Entre la France et le Maroc, une dynamique bilatérale à pérenniser
Une délégation ministérielle française, menée par le Premier ministre, se rend au Maroc pour une visite officielle de deux jours. L’enjeu ? Consolider une coopération qui, après des années de tensions, connaît un net regain de dynamisme. Cette rencontre s’inscrit dans un contexte où les relations bilatérales retrouvent un équilibre plus stable.
Ce déplacement marque le premier voyage officiel à l’étranger du Premier ministre français depuis son entrée en fonction. Il s’accompagne d’une délégation de plus d’une dizaine de ministres, dont les portefeuilles des Affaires étrangères et de l’Intérieur.
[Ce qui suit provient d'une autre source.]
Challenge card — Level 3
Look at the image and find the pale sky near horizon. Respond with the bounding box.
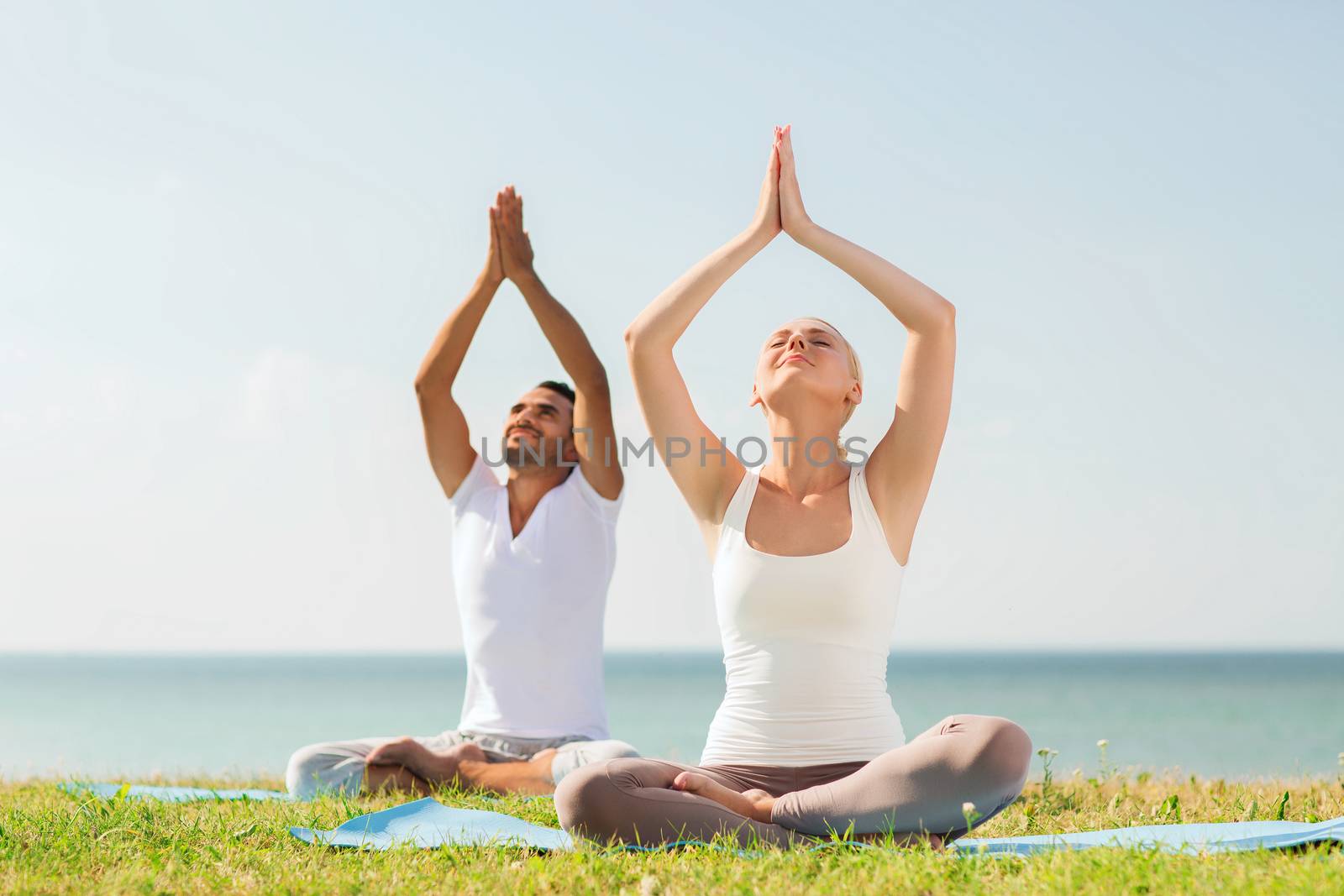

Le programme prévoit des échanges de haut niveau avec le Premier ministre marocain Aziz Akhannouch, ainsi que des réunions entre ministres aux compétences équivalentes. Plusieurs accords devraient être signés dans les domaines économique, sécuritaire, migratoire et de la défense.
Les relations entre les deux pays avaient connu des périodes de fortes tensions, notamment en raison d’accusations d’espionnage informatique attribuées à la France envers le Maroc, ou encore de la réduction drastique des visas accordés aux citoyens marocains souhaitant se rendre en France. Depuis 2024, la situation s’est progressivement apaisée, notamment grâce à l’engagement clair du président français en faveur de la souveraineté marocaine sur le Sahara occidental.
Vers un partenariat d’exception à l’image des relations franco-européennes
Cette visite s’inscrit dans une logique de préparation de l’avenir. L’un des objectifs principaux est la signature prochaine d’un partenariat qualifié d’« exceptionnel », comparable à ceux que la France entretient avec certains pays européens. Cette avancée majeure pourrait intervenir lors d’une visite officielle du roi Mohammed VI en France, dont la date reste encore à officialiser.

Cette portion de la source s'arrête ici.